Over the years, our favorite introduction to Canadian prime ministers has been Pat Hancock’s colorful overview, The Kids Book of Canadian Prime Ministers.  It is geared toward middle schoolers but is also useful as a quick review of Canadian history facts for high school students.

The book covers Canada’s first 21 prime ministers, from Sir John A. Macdonald to Paul Martin.  The author begins with his (or her) youthful adventures and dreams, outlines the entry into politics, and discusses main events during each prime minister’s time in office.  She summarizes exciting and important aspects of Canadian history, from the building of the trans-Canada railway (and the associated scandal) to Quebec’s turmoil about independence (and the associated terrorist crisis) and shows how the prime minister at the time dealt with these and other issues.  Each section includes detailed biographical information, and the book is full of interesting and relevant illustrations.

The Kids Book of Canadian Prime Ministers is also full of interesting tidbits:

  • Whose main advisor was his wife?
  • Who won a Nobel Prize?
  • Who died while at lunch with the Queen?
  • Who built a secret staircase to be able to slip out of his office unnoticed?

I love the quotations as well:

  • “I know nothing of politics and never had anything to do with politicians.” St Laurent, 1941
  • “Trust Canadians.  They are wise.  They are generous.  They care.”  Chretien, 2003
  • “A nation, like an individual, to find itself must lose itself in the service of others.”  King, 1927
  • “I am here very much because I am not particularly obnoxious to anyone.”  Abbott, 1891
  • and this one for my American friends, “Living next to you [the US] is in some ways like sleeping with an elephant.  No matter how friendly or even-tempered is the beast…one is affected by every twitch and grunt.” Trudeau, 1969

Although this appealing, information-packed book is already over ten years old, it is still a very good guide to Canada’s first 21 prime ministers.  If your tweens and teens study the contents of this book, they will have gone a long ways to knowing some of the main people and issues in Canadian history and will be ready for more in-depth study.  What’s more, they will not have been bored and may even have gained an appreciation for Canadian history.

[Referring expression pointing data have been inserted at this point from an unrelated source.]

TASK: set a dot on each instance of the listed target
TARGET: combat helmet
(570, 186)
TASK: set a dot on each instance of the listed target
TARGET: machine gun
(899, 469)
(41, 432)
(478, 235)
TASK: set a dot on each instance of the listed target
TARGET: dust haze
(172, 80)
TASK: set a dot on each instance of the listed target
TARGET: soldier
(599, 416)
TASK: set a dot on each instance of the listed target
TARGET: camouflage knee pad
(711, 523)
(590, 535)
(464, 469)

Note:  After reading this book, high schoolers would enjoy watching The Prime Ministers, an interesting, informative, and well-done set of mini-biographies produced by Holly Doan; we have watched a few of these.  Our teens have also used Prime Ministers of Canada by Jim Lotz.

These books form part of our multi-year, literature-based Canadian History course . This review may be linked to Finishing Strong , Trivium TuesdaysSaturday Reviews, Booknificent Thursdays, Literacy Musings Monday, and The Book Nook.

Disclosure: We borrowed the books from the library and I am not compensated for this review.


  1. We, too, have enjoyed the book about Canada’s prime ministers. Although I’m not sure where it is, I know we have it somewhere.

    1. Annie Kate says:

      So that’s one you kept? Good decision! 🙂

      I’m almost positive you would enjoy watching The Prime Ministers produced by Holly Doan. Perhaps your library would have it.

      On another note, I really, really enjoyed The Waiting and hope to write about it some time. Thanks for that recommendation!